La marque est également composée du terme « CAVIST. ». La dernière lettre est suivie d’un point. Cette manière de reproduire un mot laisse à penser que le terme est abrégé et ne comporte donc pas l’ensemble des lettres qui le compose. Un caviste a pour fonction de s’occuper de l’élaboration et de la gestion des vins. Ainsi, la marque « MAISON CAVIST. » renvoie à l’idée du lieu de vie du caviste, voir du lieu de son exercice professionnel. Surtout, et même s’il devait être retenu l’idée d’entreprise commerciale pour le terme « MAISON », il doit être noté qu’il est associé à un nom commun, et pas à un nom renommé, ce qui accroît son pouvoir distinctif. Enfin, le métier du caviste est de s’occuper de l’élaboration du vin, ou de sa vente, non de la vente de caves à vin qui est un métier différent. Ce type de produits est vendu sur internet par des spécialistes des caves à vins ou chez des vendeurs d’électroménagers.
La Division d’Annulation a considéré que le terme « MAISON » n’était pas distinctif et l’a tout simplement écarté de l’analyse. Elle a procédé à la comparaison des termes « CAVISS » et « CAVIST. », ce qui n’est pas conforme à la jurisprudence. Il y a lieu d’opérer la comparaison en examinant les marques en cause, considérées chacune dans son ensemble.
Aucun des éléments de la marque contestée « MAISON CAVIST. » ne se trouve repris à l’identique dans la marque 'CAVISS'. Les deux marques ont uniquement en commun les lettres « C », « A », « V », « I » et « S », écrites en noire et en majuscules. S’agissant du composant « CAVIST. », celui-ci se différencie du signe « CAVISS » par la présence d’un « T » à la fin, suivi d’un point.
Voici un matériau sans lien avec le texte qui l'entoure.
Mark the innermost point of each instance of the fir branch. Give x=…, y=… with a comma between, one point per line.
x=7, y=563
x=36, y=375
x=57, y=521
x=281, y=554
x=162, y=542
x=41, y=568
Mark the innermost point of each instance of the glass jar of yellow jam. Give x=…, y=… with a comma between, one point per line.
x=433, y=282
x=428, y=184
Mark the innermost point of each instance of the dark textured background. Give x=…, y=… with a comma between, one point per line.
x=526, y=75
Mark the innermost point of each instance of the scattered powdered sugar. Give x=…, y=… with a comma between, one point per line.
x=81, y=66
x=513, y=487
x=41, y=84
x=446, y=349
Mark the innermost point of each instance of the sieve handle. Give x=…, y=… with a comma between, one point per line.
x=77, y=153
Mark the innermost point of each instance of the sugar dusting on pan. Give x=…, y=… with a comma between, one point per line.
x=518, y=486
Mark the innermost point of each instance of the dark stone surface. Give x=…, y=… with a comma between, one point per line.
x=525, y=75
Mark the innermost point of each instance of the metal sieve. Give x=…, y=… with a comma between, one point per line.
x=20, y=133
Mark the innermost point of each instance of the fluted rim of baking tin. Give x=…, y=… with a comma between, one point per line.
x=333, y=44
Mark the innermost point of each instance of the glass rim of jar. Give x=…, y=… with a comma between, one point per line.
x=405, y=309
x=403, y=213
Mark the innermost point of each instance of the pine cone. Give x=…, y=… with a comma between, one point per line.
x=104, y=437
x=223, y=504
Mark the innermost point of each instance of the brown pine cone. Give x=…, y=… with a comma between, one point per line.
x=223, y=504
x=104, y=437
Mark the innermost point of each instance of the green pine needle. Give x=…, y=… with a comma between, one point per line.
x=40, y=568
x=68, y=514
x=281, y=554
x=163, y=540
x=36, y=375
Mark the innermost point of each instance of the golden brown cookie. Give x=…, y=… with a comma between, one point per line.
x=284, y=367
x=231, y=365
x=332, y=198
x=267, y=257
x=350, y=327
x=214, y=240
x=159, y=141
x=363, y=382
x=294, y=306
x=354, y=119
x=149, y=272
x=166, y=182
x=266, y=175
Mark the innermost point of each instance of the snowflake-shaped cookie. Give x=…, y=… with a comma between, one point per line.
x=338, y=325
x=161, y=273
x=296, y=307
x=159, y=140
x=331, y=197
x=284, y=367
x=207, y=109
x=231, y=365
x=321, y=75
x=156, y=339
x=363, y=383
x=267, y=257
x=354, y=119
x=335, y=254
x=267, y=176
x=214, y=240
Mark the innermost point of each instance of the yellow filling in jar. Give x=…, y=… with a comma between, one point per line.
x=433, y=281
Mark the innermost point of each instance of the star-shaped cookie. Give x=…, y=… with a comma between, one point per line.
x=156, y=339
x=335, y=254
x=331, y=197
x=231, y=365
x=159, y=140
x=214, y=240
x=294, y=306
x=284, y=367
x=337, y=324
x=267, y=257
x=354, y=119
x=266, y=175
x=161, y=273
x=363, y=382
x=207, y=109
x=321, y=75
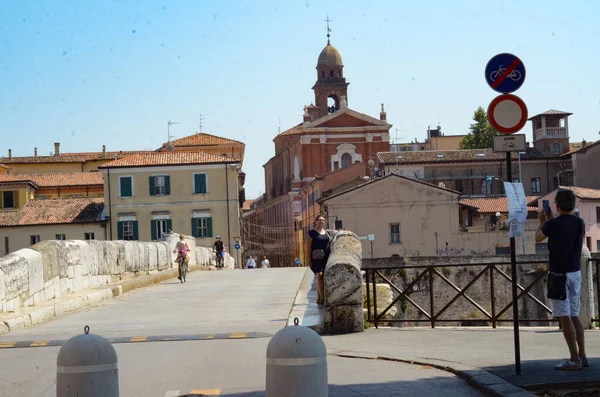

Les marques en cause sont différentes du point de vue de leur attaque, et de leur partie finale
« IST » / « ISS ».
Même si l’on devait considérer que le terme « MAISON » a peu de poids intrinsèquement, l’on doit en tout état de cause considérer sa position et sa taille et conclure au fait que ce terme participe incontestablement au caractère distinctif du signe envisagé globalement. Il ne peut être identifié aucun élément dominant au sein du signe « MAISON CAVIST. ». Les deux composants étant écrits de la même façon sans que l’un d’eux n’attire plus l’attention que l’autre. Le fait que le terme « MAISON » soit en position d’attaque retiendra nécessairement plus l’attention du consommateur. Ainsi, le signe « MAISON CAVIST. » constitue un tout indivisible.
Dès lors, au plan visuel, les deux signes apparaissent radicalement différents.
Au plan phonétique, ils diffèrent également par leur rythme ; quatre syllabes pour le signe « MAISON CAVIST. », deux syllabes pour le signe « CAVISS ». Les deux marques sont donc totalement différentes.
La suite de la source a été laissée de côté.